Seeing so many factorials and powers, to makes these numbers managable, let’s just take log and apply Stirling approximation.

Therefore,

\[{\rm log}(N(r)) = {\rm log}(S!) -{\rm log}((S-r)!) + (L-r){\rm log}(S-r)\]Applying Stirling approx.,

\[{\rm log}(n!) = n{\rm log}(n) - n\]We get,

\[{\rm log}(N(r)) = (L-S){\rm log}(S-r) + S{\rm log}(S) - r\]### Probablity

Let’s compute the derivative of the log expression w.r.t to \(r\) for fun.

(ellipsis to denote the derivative, I am just lazy to latex it) \(... = \frac{S-L}{S-r} - 1\)

This is thankfully a linear expression in \(r\), so we can quickly find where derivative is positive and where it is negative.

For \(L \gt r\), the derivative is negative, and the \({\rm log}(N(r))\) is decreasing. And otherwise.

\(L \gt r\) is a natural thing. Otherwise, for \(r \gt L\), it is trivial problem.

So, we showed that for our interests, the function is strictly decreasing.

Hence, the sum of function values at all \(r\) should converge, meaning the function can be normalized.

This means, the function can have a probability sense if we can just normalize it.

Given these log probabilities, to normalize it, we just use `softmax`

to make our lives easy and not suffer from any overflows.
See this.

At this point, it becomes kind of clear to me that it’s better to proceed further numerically.

Implementing a purely analytical softmax seems laborious process.

### Numerical example

So, let’s have \(L = 100\) taking from \(S = 10\) with \(r \in [1, S)\).

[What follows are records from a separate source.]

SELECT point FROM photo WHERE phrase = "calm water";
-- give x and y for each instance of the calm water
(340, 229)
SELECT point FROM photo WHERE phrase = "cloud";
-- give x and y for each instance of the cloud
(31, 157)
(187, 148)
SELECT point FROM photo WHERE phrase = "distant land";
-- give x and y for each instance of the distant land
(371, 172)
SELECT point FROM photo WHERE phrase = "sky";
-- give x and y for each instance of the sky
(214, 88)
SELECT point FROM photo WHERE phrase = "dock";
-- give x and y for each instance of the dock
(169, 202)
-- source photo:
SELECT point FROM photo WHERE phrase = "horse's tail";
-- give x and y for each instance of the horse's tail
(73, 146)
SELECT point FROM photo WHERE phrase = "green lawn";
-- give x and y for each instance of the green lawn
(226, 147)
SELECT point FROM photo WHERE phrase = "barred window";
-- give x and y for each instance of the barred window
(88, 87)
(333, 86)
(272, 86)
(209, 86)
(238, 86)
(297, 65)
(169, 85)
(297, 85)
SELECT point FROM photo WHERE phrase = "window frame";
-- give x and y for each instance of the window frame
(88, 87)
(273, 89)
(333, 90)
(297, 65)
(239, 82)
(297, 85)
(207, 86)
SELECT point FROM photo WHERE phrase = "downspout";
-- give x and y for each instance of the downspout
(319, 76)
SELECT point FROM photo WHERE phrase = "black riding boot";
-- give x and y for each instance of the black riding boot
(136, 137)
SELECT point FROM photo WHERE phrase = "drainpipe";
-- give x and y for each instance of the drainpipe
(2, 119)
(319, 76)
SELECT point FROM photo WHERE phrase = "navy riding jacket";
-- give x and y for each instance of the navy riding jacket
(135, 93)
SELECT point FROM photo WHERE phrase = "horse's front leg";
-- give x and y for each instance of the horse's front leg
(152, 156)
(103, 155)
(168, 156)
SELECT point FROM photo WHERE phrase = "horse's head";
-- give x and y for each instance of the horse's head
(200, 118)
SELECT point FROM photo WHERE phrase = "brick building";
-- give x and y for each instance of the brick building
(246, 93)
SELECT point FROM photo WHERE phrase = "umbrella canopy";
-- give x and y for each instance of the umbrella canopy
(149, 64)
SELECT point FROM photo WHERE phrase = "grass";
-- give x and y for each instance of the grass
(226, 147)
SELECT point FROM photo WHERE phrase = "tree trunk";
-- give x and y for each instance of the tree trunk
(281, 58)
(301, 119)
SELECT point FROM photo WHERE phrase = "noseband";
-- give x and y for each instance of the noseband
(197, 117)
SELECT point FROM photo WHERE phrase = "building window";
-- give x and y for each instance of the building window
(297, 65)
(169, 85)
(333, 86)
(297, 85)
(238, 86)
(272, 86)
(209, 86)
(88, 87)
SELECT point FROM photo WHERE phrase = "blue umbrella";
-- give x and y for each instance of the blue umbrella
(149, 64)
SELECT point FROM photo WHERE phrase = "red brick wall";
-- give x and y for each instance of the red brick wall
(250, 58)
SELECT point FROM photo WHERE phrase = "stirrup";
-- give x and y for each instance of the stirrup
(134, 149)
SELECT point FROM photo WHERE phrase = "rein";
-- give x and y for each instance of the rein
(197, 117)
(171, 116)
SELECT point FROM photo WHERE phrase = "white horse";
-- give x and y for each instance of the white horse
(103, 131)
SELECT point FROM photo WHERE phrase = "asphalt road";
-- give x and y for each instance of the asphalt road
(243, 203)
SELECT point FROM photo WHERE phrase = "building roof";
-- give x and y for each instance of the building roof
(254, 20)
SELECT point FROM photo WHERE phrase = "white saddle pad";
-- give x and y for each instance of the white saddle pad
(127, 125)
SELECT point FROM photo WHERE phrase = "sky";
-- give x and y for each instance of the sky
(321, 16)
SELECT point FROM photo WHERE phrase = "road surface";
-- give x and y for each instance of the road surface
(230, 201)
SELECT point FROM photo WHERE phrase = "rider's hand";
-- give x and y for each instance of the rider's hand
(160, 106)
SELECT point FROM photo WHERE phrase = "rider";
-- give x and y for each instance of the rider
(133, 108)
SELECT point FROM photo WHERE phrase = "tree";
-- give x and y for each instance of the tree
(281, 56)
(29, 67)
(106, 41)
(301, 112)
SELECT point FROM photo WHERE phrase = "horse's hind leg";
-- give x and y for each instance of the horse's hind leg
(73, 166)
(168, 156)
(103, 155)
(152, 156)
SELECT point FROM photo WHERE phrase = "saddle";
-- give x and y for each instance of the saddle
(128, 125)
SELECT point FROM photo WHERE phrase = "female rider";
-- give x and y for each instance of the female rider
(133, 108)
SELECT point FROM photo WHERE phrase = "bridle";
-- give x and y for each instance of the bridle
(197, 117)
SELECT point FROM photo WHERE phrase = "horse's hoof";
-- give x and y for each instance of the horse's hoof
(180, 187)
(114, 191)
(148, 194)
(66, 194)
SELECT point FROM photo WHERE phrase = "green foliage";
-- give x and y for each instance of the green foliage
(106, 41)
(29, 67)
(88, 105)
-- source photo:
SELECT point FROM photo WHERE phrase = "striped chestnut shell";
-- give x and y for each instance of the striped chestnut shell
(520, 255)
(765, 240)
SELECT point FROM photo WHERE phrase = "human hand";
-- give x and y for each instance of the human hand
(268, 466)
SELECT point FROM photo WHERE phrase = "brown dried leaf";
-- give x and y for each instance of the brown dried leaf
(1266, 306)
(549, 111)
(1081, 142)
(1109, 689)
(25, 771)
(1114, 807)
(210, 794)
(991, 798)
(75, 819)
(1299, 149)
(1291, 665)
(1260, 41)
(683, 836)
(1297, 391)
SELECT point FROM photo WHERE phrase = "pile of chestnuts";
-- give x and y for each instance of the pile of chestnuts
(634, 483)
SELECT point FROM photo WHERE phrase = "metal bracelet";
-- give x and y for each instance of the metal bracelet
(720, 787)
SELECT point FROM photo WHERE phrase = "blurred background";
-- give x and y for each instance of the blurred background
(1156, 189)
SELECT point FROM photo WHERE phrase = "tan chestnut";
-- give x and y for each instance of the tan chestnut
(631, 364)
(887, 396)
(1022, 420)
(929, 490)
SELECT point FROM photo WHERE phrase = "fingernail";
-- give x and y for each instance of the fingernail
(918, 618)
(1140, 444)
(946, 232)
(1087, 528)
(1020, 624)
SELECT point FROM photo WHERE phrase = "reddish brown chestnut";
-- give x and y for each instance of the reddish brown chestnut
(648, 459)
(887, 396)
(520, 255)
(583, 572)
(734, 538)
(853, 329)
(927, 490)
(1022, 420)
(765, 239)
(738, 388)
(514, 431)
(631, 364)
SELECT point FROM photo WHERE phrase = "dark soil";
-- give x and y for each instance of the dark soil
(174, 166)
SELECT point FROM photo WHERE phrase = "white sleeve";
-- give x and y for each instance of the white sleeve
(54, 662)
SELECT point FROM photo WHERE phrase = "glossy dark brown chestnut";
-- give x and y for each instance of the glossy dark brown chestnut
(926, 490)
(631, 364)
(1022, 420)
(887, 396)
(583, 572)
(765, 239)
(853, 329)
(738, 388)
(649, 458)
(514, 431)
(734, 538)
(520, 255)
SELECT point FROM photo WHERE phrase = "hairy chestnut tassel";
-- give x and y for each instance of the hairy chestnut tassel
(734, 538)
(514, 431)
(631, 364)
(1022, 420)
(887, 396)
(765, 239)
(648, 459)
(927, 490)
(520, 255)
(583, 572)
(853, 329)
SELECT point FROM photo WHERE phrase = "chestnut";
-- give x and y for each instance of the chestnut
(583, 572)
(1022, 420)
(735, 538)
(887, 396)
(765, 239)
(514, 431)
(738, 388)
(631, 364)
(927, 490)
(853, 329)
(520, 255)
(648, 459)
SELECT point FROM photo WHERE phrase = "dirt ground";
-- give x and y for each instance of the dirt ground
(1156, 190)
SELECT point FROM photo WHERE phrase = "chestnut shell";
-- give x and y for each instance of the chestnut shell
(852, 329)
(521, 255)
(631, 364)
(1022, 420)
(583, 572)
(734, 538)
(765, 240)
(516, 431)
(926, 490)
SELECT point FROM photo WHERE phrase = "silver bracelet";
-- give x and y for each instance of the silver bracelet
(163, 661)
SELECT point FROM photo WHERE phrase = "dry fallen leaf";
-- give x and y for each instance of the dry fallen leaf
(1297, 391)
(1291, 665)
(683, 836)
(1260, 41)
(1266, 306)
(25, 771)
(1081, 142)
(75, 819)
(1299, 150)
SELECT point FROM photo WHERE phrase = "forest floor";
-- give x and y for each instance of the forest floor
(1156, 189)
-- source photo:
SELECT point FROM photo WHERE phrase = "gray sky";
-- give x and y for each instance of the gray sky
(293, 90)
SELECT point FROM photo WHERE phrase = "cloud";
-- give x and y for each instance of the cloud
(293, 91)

The probablity (after softmaxing) looks like:

The entropy is \(\sim 1e-4\) logits.

I don’t know how to interpret this since what do we even mean by probability here? We were so obsessed with whether we could or not, that we didn’t stop and ask ourselves whether we should. Lol.

So, to just to give an idea: with no constraint whatsoever, there are \(S^L\) possibilities which for the above setting is about \(10^{100}\) or the log of which is \(230.25\). The \({\rm log} (N(r = 1)) = 219.77\).

So, like there is like \(4.5%\) change when we add just a “single-no-repeat”” constraint.

### Ending notes

This is in \(1D\). We don’t know how this would look in multiple dimensions.

It would be interesting to see this in an actual survey with real participants.

Maybe this is why it is hard for humans to say like \(L = 20\) random digits (base-10 \(S\)) because we would want \(r\) to be as high as possible, since that’s what randomness is for us. And, if we compute how many combinations are for maximum \(r\), i.e., \(r = 9\), we get \(10^{14}\) which is \(69.54%\) less than the unconstrained number.

So, we struggle a bit. Or maybe we are just dumb.